According to WESA Public Radio, the plan is spearheaded by Lt. Governor John Fetterman, who also heads Pennsylvania’s Board of Pardons. Fetterman said that he hopes the pardon program can be a step forward on the state’s path to full-scale legalization. 

“My goal, my dream, would be full legalization,” the Lieutenant Governor said. “But in the interim, you have the ability to apply right now for free for a pardon and we have the ability to streamline and expedite that and handle it in bulk.”

Across the country in Santa Cruz, California — a historic hotspot for “traditional market” cannabis cultivation — District Attorney Jeff Rosell is working on his own expungement plan, petitioning local courts to dismiss and seal more than 1,000 minor pot charges dating as far back as 1969.

“Our office recognized the undue burden that these prior convictions can have on people’s livelihood, both past and present,” Rosell said in a prepared release. “The decision to dismiss these cases provides much-needed relief to the non-violent people caught up in the ‘War on Drugs’ and level the playing field for people convicted of crimes that are no longer crimes.”

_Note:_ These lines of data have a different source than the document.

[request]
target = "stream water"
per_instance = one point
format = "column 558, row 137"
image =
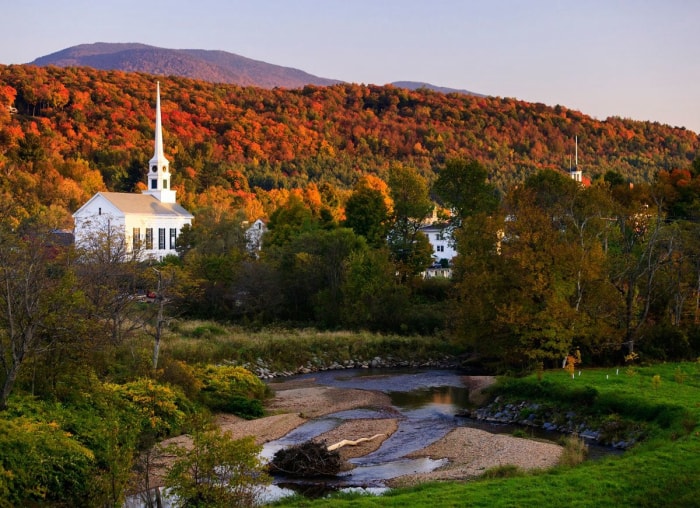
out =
column 424, row 403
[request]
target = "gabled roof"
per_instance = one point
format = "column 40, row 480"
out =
column 142, row 204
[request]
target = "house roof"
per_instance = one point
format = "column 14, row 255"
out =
column 143, row 204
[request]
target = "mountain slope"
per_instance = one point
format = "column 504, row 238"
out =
column 205, row 65
column 416, row 85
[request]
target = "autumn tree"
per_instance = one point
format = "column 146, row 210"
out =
column 463, row 186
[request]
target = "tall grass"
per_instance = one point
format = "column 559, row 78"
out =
column 282, row 349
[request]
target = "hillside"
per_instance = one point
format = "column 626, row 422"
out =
column 77, row 130
column 213, row 66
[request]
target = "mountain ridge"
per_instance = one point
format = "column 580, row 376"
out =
column 206, row 65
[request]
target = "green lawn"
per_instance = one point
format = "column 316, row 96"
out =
column 663, row 470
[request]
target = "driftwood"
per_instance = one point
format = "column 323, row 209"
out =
column 307, row 459
column 347, row 442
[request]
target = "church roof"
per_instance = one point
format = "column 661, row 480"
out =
column 143, row 204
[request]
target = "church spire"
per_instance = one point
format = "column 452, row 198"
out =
column 158, row 180
column 158, row 152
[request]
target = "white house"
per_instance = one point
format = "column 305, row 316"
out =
column 149, row 222
column 253, row 236
column 440, row 238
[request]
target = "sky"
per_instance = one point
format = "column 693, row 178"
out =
column 637, row 59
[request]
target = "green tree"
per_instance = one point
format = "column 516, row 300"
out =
column 409, row 247
column 372, row 296
column 367, row 215
column 40, row 302
column 217, row 471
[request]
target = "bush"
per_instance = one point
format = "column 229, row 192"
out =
column 162, row 408
column 217, row 471
column 232, row 390
column 40, row 463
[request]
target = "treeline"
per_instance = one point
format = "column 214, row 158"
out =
column 544, row 269
column 65, row 133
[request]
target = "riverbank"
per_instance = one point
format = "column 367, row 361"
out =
column 469, row 452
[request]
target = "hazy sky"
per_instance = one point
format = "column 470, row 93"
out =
column 636, row 59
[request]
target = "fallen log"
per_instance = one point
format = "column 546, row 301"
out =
column 348, row 442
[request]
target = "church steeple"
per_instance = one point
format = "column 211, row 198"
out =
column 158, row 179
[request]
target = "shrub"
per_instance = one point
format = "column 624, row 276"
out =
column 160, row 406
column 217, row 471
column 40, row 463
column 232, row 390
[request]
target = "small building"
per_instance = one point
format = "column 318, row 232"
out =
column 149, row 223
column 439, row 235
column 253, row 237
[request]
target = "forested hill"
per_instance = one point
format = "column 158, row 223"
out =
column 66, row 132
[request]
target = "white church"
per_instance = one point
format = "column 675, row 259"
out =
column 150, row 222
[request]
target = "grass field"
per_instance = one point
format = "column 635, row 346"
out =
column 663, row 470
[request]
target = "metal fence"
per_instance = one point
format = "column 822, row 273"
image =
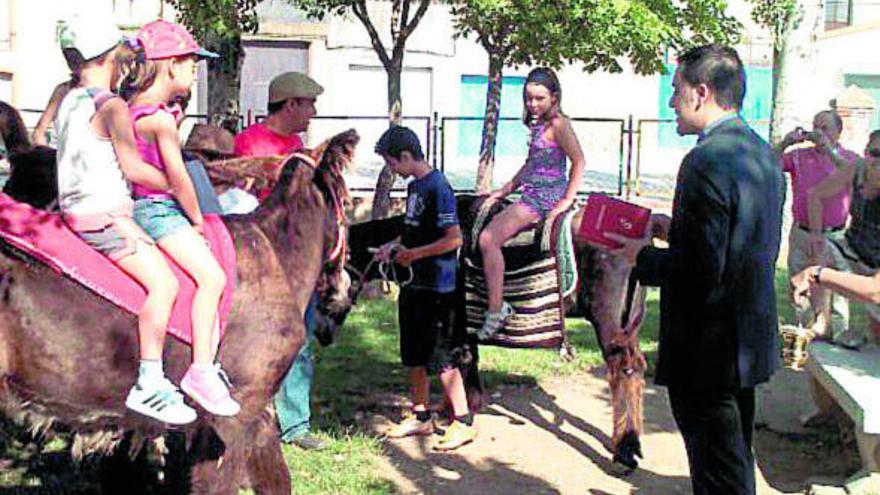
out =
column 635, row 159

As protesters continue to flood the streets of big and small American cities with demands for racial justice and the defunding of police departments, cannabis reform has received its own spotlight. While 11 states and Washington DC allow any adult to consume recreational cannabis, and more than half of the country has medical marijuana laws on the books, racist policing still targets black and brown people for cannabis crimes at absurdly disproportionate rates. 

As lawmakers reckon with the current and past criminalization of a plant that is now legal, pardons, dismissals, and expungement have turned into a way for politicians to offer a delayed mea culpa — even though expungement alone does not make up for years of persecution or time spent in the deeply flawed criminal justice system.

“It’s one of the most simple steps that we can take from a criminal justice reform [standpoint] that would free African Americans up from the bias in law enforcement,” Lt. Gov. Fetterman said about Pennsylvania’s pot pardons.